Barclays to pay $298m to settle US sanctions case; judge critical of 'sweetheart deal'

Barclays to pay $298m to settle US sanctions case; judge critical of 'sweetheart deal'

Barclays is set to pay $298 million to settle criminal charges that it violated US sanctions by facilitating payments for Cuba, Iran, Libya, Sudan and Burma, among others.

The bank will pay $149 million to the US government and another $149 million in an agreement with the Manhattan district attorney's office.

According to the Wall Street Journal, documents filed in a Washington Court show that between 1995 and 2005, Barclays facilitated and hid payments amounting to $500 million for banks and other entities in countries facing US economic sanctions.

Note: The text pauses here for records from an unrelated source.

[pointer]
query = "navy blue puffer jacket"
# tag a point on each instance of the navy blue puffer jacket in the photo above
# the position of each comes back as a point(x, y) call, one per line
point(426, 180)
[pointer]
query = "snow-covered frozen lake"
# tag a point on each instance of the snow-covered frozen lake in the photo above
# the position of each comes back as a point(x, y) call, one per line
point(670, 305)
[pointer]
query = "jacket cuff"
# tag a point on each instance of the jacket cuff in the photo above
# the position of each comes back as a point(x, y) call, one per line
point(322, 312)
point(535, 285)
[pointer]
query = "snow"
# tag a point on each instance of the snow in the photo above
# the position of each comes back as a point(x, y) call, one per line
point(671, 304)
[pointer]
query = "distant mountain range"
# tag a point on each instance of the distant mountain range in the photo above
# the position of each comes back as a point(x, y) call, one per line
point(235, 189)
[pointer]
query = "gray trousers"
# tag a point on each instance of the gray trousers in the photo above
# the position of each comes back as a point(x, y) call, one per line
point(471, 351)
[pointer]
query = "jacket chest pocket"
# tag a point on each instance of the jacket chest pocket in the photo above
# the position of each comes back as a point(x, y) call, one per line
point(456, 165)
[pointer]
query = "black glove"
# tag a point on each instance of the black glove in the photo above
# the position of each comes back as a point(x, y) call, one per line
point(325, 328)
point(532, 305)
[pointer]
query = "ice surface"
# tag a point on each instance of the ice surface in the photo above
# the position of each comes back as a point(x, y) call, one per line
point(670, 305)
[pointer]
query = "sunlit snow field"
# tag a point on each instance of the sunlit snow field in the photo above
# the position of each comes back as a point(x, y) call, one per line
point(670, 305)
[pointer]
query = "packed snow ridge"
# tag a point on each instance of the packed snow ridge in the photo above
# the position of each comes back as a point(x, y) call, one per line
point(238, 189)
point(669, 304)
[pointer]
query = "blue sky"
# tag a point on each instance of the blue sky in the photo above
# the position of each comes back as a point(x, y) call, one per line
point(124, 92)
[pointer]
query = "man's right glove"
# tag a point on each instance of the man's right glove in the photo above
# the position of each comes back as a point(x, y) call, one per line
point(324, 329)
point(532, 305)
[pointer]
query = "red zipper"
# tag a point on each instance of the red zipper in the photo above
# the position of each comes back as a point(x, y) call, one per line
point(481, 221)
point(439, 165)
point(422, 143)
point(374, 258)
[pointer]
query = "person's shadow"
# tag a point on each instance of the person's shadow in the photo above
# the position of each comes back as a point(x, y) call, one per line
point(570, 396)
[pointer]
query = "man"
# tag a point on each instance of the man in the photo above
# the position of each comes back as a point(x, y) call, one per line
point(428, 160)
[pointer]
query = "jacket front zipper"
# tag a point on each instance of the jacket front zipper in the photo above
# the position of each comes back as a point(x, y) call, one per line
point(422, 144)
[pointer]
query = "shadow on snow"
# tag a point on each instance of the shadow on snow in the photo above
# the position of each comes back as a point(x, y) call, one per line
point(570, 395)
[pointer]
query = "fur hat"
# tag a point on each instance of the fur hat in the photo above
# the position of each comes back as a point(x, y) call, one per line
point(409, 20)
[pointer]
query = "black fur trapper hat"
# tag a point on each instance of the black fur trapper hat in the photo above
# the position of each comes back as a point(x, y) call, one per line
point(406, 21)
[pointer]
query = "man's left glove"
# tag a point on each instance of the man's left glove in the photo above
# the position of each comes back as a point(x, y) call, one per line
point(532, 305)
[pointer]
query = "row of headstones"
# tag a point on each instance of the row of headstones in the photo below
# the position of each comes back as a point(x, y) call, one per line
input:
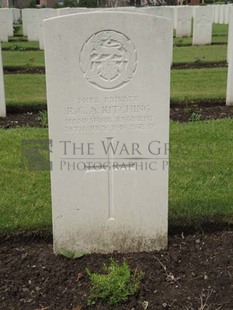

Prosecutors say the bank amended and reformatted payment messages, routed transactions through an internal account, and omitted sanctioned entities' names in payment messages sent to its New York branch and other financial institutions in the US, to hide the source.

Barclays voluntarily disclosed four transactions that violated sanctions in 2006 and began cooperating with a review by federal and state prosecutors in 2007.

The proposed settlement has to be approved by US federal judge Emmet Sullivan, who has questioned the severity of the settlement at a hearing on Tuesday. "This is a sweetheart deal," he told the court, adding that the average American citizen who gets caught robbing a bank is not entitled to a deferred prosecution agreement.

The Barclays judgement comes after similar agreements reached by Lloyds and Credit Suisse, which paid $350 million and $536 million respectively last year.